Data overlays are pieces of data that can be overlayed on the genomic secondary structure. In this tutorial we will add a 1D data overlay, this type of overlay is a list of nucleotide positions and a corresponding data values. Adding a 1D overlay colours the nucleotides of the secondary structure according to their correponding data values.

  1. Click 'Add 1D data', this will open a dialog where you can add a corresponding data source. To learn how to create your own custom 1D data source, see Creating a 1D data source.
  2. Click 'Browse' next to the 'Data file' field and select the 'hiv-1-shape-reactivities.csv' file. This file contains SHAPE reactivity and pairing probabilities for nucleotides in the HIV-1 NL4-3 genome.
  3. Next add the 'NL4-3-shape-alignment.fas' mapping alignment by selecting 'Browse' next to 'Mapping alignment'. This mapping alignment allows the 1D data to be correctly mapped to the reference structure.
  4. Type 'SHAPE reactivity' in the 'Field name' field, this will give your data overlay a name which will displayed in the data legend and other places where this data overlay appears.
  5. Click the 'Position column' drop-down list, this will display a list of columns in the CSV file.

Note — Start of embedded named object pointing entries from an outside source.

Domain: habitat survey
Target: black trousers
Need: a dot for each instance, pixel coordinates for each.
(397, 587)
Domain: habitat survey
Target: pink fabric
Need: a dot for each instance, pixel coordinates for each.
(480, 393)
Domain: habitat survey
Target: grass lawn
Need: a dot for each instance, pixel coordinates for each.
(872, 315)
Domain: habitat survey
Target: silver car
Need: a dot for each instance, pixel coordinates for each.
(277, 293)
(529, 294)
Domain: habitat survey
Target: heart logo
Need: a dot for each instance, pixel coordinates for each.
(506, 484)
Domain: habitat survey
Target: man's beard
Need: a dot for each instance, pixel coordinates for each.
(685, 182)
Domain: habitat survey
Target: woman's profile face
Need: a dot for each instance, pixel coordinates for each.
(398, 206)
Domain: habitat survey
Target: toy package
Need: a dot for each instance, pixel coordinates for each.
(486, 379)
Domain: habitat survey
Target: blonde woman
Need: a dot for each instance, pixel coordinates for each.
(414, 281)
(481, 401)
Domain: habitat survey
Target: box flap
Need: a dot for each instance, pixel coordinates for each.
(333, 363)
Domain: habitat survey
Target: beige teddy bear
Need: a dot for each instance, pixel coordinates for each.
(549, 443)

Select the '1. Position' item, this specifies that the first column of the alignment will be used as the position co-ordinates of the corresponding data values.
  6. Click the 'Data column' drop-down list, once again this will display a list of columns in the CSV file. Select the '3. SHAPE reactivity' item, this column of the CSV file contains the SHAPE reactivites of individual nucleotides within the HIV-1 NL4-3 genome, high values indicate nucleotides which are reactive to the SHAPE chemistry, these are nucleotides which tend to be unpaired within the genome - it is this information that allow the authors of the paper to generate of model of the secondary structure of HIV-1 based on experimental data.
  7. From the 'Data maximum' drop-down list select 'Custom' and enter '1.0' into the adjacent text field. This will filter out any data values greater than 1.0, this is necessary in the case of the SHAPE data because the majority of data values tend to fall in the range 0.0 - 1.0, displaying values > 1.0 will cause most of the colours corresponding to data values (depicted in the data legend on the right) to be indistinguishable from one another because there are very few data values > 1.0.
  8. Manipulate the data legend on the right to match the colour gradient depicted in the image above. Double-click on the triangles to change their colours. Double-click on an empty region to add an intervening colour. The colours can be moved by dragging them up or down and removed by dragging them off the right of the legend.

5. Finish

Once you have completed the data overlays section click next, this will take you to the last panel which will finalize the creation of your dataset, any errors that occur during this process will be displayed on this panel and you will be able to go back in the wizard in order to rectify them.